流言の拡散と検証、収束
出典: フリー百科事典『ウィキペディア(Wikipedia)』 (2022/06/12 17:40 UTC 版)
「関東大震災」の記事における「流言の拡散と検証、収束」の解説
一方で震災発生後、内務省警保局、警視庁は朝鮮人が放火し暴れているという旨の通達を出していた。具体的には、戒厳令を受けて警保局(局長・後藤文夫)が各地方長官に向けて以下の内容の警報を打電した。 「 東京付近の震災を利用し、朝鮮人は各地に放火し、不逞の目的を遂行せんとし、現に東京市内に於て爆弾を所持し、石油を注ぎて放火するものあり。既に東京府下には一部戒厳令を施行したるが故に、各地に於て充分周密なる視察を加え、朝鮮人の行動に対しては厳密なる取締を加えられたし 」 さらに警視庁からも戒厳司令部宛に 「 鮮人中不逞の挙について放火その他凶暴なる行為に出(いず)る者ありて、現に淀橋・大塚等に於て検挙したる向きあり。この際これら鮮人に対する取締りを厳にして警戒上違算無きを期せられたし 」 と“朝鮮人による火薬庫放火計画”なるものが伝えられた。また警視庁は「デマをばら撒くことは処罰される」というビラを貼り付けた。 当時はテレビはむろん、ラジオも日本にはなく新聞のみが唯一のマスメディアだった。

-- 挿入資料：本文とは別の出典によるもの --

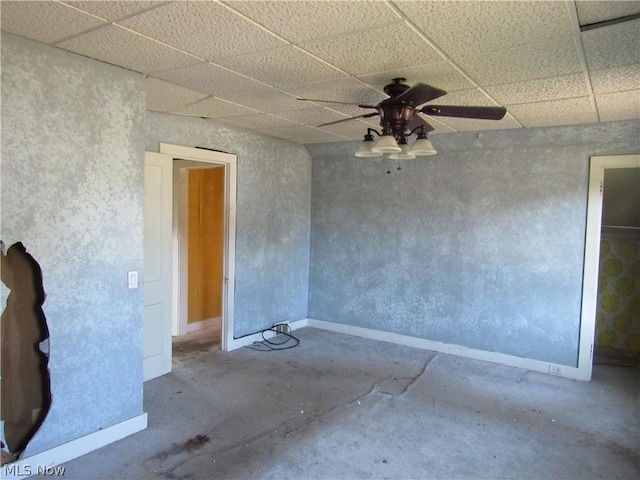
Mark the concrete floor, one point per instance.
(341, 407)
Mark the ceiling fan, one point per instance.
(399, 119)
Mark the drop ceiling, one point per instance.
(244, 63)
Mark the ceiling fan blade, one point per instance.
(420, 93)
(417, 121)
(483, 113)
(339, 103)
(366, 115)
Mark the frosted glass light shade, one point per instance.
(405, 154)
(365, 150)
(421, 147)
(386, 144)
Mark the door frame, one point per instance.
(598, 164)
(229, 161)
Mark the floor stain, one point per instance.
(196, 443)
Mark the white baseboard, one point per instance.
(424, 344)
(201, 325)
(256, 337)
(44, 462)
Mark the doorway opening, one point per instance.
(199, 192)
(610, 287)
(204, 190)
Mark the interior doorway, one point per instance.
(204, 189)
(613, 227)
(199, 192)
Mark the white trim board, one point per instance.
(424, 344)
(203, 324)
(592, 255)
(75, 448)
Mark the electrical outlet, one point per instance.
(281, 327)
(132, 279)
(555, 369)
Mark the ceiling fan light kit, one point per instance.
(399, 119)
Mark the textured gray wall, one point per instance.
(273, 216)
(481, 245)
(72, 192)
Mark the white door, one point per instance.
(158, 214)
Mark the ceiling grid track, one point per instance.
(577, 36)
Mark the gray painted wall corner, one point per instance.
(72, 192)
(481, 245)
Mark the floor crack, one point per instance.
(269, 431)
(414, 379)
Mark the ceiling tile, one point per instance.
(464, 97)
(472, 125)
(619, 106)
(282, 66)
(266, 99)
(599, 11)
(163, 96)
(612, 46)
(311, 116)
(551, 109)
(343, 90)
(479, 28)
(376, 50)
(617, 79)
(564, 86)
(552, 121)
(523, 63)
(260, 121)
(122, 47)
(303, 134)
(441, 74)
(413, 9)
(111, 10)
(206, 29)
(46, 22)
(353, 130)
(210, 79)
(301, 21)
(214, 108)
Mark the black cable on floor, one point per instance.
(627, 365)
(268, 345)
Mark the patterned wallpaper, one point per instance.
(618, 317)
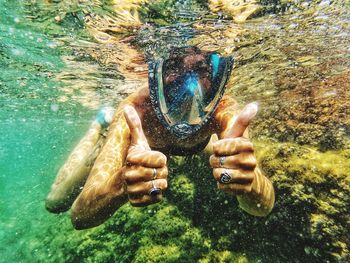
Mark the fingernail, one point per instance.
(253, 108)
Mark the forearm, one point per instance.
(261, 199)
(104, 191)
(74, 172)
(97, 203)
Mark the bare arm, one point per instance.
(253, 189)
(75, 170)
(104, 190)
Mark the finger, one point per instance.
(238, 176)
(232, 146)
(135, 174)
(145, 187)
(238, 161)
(145, 200)
(236, 189)
(242, 121)
(151, 159)
(138, 138)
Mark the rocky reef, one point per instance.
(297, 67)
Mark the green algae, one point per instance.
(196, 222)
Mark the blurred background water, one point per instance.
(61, 61)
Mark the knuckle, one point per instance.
(212, 160)
(134, 189)
(164, 172)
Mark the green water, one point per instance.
(36, 130)
(51, 88)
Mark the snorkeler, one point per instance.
(124, 157)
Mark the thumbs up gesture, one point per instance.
(233, 161)
(146, 171)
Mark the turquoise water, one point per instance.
(51, 86)
(35, 128)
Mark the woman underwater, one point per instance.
(123, 157)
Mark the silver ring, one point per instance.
(154, 190)
(225, 177)
(222, 161)
(154, 173)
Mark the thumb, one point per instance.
(138, 138)
(242, 121)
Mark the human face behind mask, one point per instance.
(186, 88)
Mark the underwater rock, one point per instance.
(318, 114)
(239, 10)
(199, 223)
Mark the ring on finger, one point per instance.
(154, 176)
(222, 161)
(225, 177)
(154, 191)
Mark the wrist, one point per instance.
(260, 200)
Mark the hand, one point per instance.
(146, 171)
(233, 160)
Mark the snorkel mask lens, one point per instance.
(186, 89)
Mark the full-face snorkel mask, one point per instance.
(186, 87)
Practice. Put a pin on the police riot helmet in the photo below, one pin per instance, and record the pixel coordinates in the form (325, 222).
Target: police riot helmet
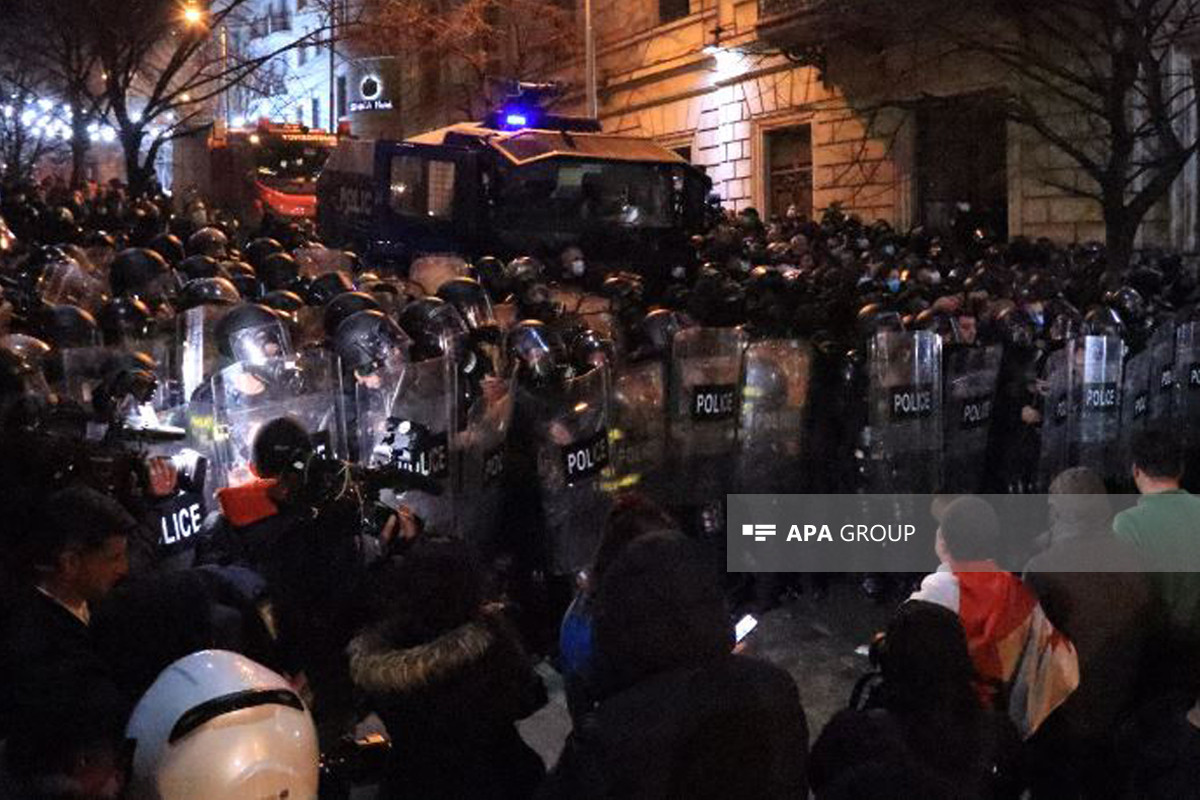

記事の中には「内朝鮮人が暴徒化した」「井戸に毒を入れ、また放火して回っている」というものもあった。こうした報道の数々が9月2日から9月6日にかけ、大阪朝日新聞・東京日日新聞・河北新聞で報じられている。大阪朝日新聞においては、9月3日付朝刊で「何の窮民か 凶器を携えて暴行 横浜八王子物騒との情報」の見出しで「横浜地方ではこの機に乗ずる不逞鮮人に対する警戒頗る厳重を極むとの情報が来た」とし、3日夕刊(4日付)では「各地でも警戒されたし 警保局から各所へ無電」の見出しで「不逞鮮人の一派は随所に蜂起せんとするの模様あり・・・」と警保局による打電内容を、3日号外では東朝(東京朝日新聞)社員甲府特電で「朝鮮人の暴徒が起つて横濱、神奈川を經て八王子に向つて盛んに火を放ちつつあるのを見た」との記者目撃情報が掲載されている。また、相当数の民衆によってこれらの不確かな情報が伝播された。海軍無線電信所船橋送信所は流言をそのまま伝えたため、後日、所長の大森大尉は免職になったという。 これらの情報の信憑性については2日以降、官憲や軍内部において疑念が生じ始めた。2日に届いた一報に関しては第一師団(東京南部担当)が検証したところ虚報だと判明、3日早朝には流言にすぎないとの告知宣伝文を市内に貼って回っている。5日になり、見解の統一の必要性に迫られた官憲内部で精査のうえ、戒厳司令部公表との通達において 「 不逞鮮人については三々五々群を成して放火を遂行、また未遂の事件もなきにあらずも、既に軍隊の警備が完成に近づきつつあれば、最早決して恐るる所はない。出所不明の無暗の流言蜚語に迷はされて、軽挙妄動をなすが如きは考慮するが肝要であろう 」 と発表。「朝鮮人暴動」の存在を肯定するも流言が含まれる旨の発表が行われた。